The scenic and stunningly beautiful state of Oregon is one of the favorite destinations for gold prospectors. The state is blessed with numerous rivers, countless creeks, and several mountains that carry a considerable amount of gold deposits.
For hundreds of years, people in search of wealth have found their wishes fulfilled in Oregon. Even after satisfying the needs of hundreds and thousands of people, there is still gold for the taking.
The east and southern parts of Oregon are the major gold-bearing areas. One of the notable places were miners and prospectors have benefited immensely in the past is the John Day River.
The John Day River and Its Tributaries
The John Day River is one of the three major rivers that flow through Eastern Oregon. The other two are the Powder River and Burnt River. Tributaries and streams that flow through the gold-rich parts of the Blue Mountains drain in the John Day River.
During the initial years when gold was discovered along the John Day River, people who came for gold used simple and traditional methods of gold extraction. Later, hydraulic methods were used, and then, dredging became popular in many sections of the river.
Gold deposits in the main river and its tributaries led to the creation of many famous mining towns such as Canyon City, Dixie, Susanville, and Greenhorn.
The richest gold deposits in Oregon were found at Canyon City. We’ll learn more about the Canyon City and Canyon Creek that flows through the city and joins the John Day River in the following section. That said it needs to be mentioned that a yard of gravel in gold-rich Canyon City was worth $500 at a time when the rate of gold was only $19 per ounce.
Perhaps the second most famous gold-bearing place would be Buck Gulch, a tributary to the Middle Fork John Day River. Not necessarily for its total gold production, but rather because it was the discovery site of the 80-ounce Armstrong gold nugget found in Galena.
Gold in Canyon City
Canyon City became famous for gold due to the rich deposits at Canyon Creek. It passes through the city and drains into the main river at John Day.
The creek is surrounded by the Blue Mountains, where large gold deposits were first discovered by the miners. Within the next 12 months, gold discoveries were made throughout the region, including the Canyon Creek and Canyon City.
Apart from the traditional methods, bucked line dredging was also used to extract gold from the lower-end section of the creek.
The placer gold deposits found in the creek come from the Little Canyon Mountain. In the mountain, miners found lode gold. Later, numerous lode mines were established in the mountain.
Canyon City is also where miners found numerous gold nuggets. Some of them were quite big. Sadly, the exact size and weight of big gold nuggets found in the Canyon City will remain a mystery, because of poor record-keeping in those days.
Placer Gold in the John Day River
The John Day River was once rich in placer gold. Although the entire stretch of the river was famous for its placer gold deposits, certain sections, such as the valley that runs through the John Day town and Prairie City contained large reserves. For a long time, the valley was extensively mined using bucket line dredges.
Much of the areas that were dredged have been leveled and converted into farmland and pastures. But, people driving through the area could still see some of the large tailing piles.

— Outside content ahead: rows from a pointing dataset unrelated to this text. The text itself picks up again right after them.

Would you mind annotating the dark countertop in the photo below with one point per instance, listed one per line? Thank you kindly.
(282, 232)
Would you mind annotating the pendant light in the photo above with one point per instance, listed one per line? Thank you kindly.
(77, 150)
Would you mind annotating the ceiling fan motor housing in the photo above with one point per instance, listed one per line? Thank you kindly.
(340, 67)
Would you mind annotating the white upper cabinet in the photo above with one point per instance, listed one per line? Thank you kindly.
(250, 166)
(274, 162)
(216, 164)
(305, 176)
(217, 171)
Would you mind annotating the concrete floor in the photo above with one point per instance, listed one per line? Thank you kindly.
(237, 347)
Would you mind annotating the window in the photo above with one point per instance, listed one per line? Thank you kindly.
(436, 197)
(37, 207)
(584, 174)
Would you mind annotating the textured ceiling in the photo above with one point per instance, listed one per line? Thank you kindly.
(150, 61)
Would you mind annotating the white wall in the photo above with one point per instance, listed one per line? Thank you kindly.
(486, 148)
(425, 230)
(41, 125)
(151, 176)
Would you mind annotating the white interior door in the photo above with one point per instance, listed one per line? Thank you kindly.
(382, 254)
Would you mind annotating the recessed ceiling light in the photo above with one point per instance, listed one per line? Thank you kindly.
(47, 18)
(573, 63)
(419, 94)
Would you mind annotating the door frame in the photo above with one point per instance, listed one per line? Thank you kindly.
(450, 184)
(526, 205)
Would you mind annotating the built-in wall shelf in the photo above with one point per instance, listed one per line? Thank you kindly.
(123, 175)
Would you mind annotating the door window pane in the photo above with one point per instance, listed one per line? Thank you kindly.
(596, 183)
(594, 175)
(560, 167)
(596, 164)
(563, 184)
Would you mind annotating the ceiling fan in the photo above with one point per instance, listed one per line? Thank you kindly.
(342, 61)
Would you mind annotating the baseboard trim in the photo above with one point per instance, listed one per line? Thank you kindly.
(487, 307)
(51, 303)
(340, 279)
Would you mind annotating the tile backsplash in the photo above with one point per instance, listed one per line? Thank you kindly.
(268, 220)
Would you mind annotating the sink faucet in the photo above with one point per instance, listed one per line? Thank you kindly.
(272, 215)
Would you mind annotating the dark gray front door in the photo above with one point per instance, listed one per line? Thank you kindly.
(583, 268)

The gold extraction methods used during the dredging operations in those days were crude and inefficient. The tailing piles could still contain a considerable amount of placer gold.
Not too far from Canyon City, Marysville is a historic site where the Golden West Mine, Great Northern Mine, and innumerable prospecting sites are located.
Prospecting in the John Day River
Plenty of gold is still waiting to be found along the John Day River, its tributaries, and from mining towns near the river. Prospectors can begin at Canyon City, which was once a famous mining town that produced thousands of ounces of gold.
Access is a challenge on the river itself, as most of the ground adjacent to the river is private pasture land. Many of the historic digging sites are now farmland, roads, and buildings. But there are still many areas where you can search for gold.
There are still a few private mining operations on near Canyon City. On my last visit to the area, there were private claim markers along Canyon Creek. One had contact information about obtaining access for prospecting… might be worth looking into if you are in the area.
Prospectors can extract the yellow metal from old tailing piles. Many of these piles have been leveled out and aren’t easy to spot in the John Day valley anymore. Research to locate the old workings might be necessary, and permission will be needed to get on private land.
Bear in mind that the piles will most probably contain iron and other scrap metals. Metal detectors can be a challenge, but they are a good way to find large specimen gold. Just prepare to do a lot of digging.
Canyon City and John Day are not really mining towns anymore. The people living in these cities now focus on farming and other occupations. Only a few minor operations still take place here. Casual prospecting surely still takes place, but it’s not the booming industry that it was centuries ago.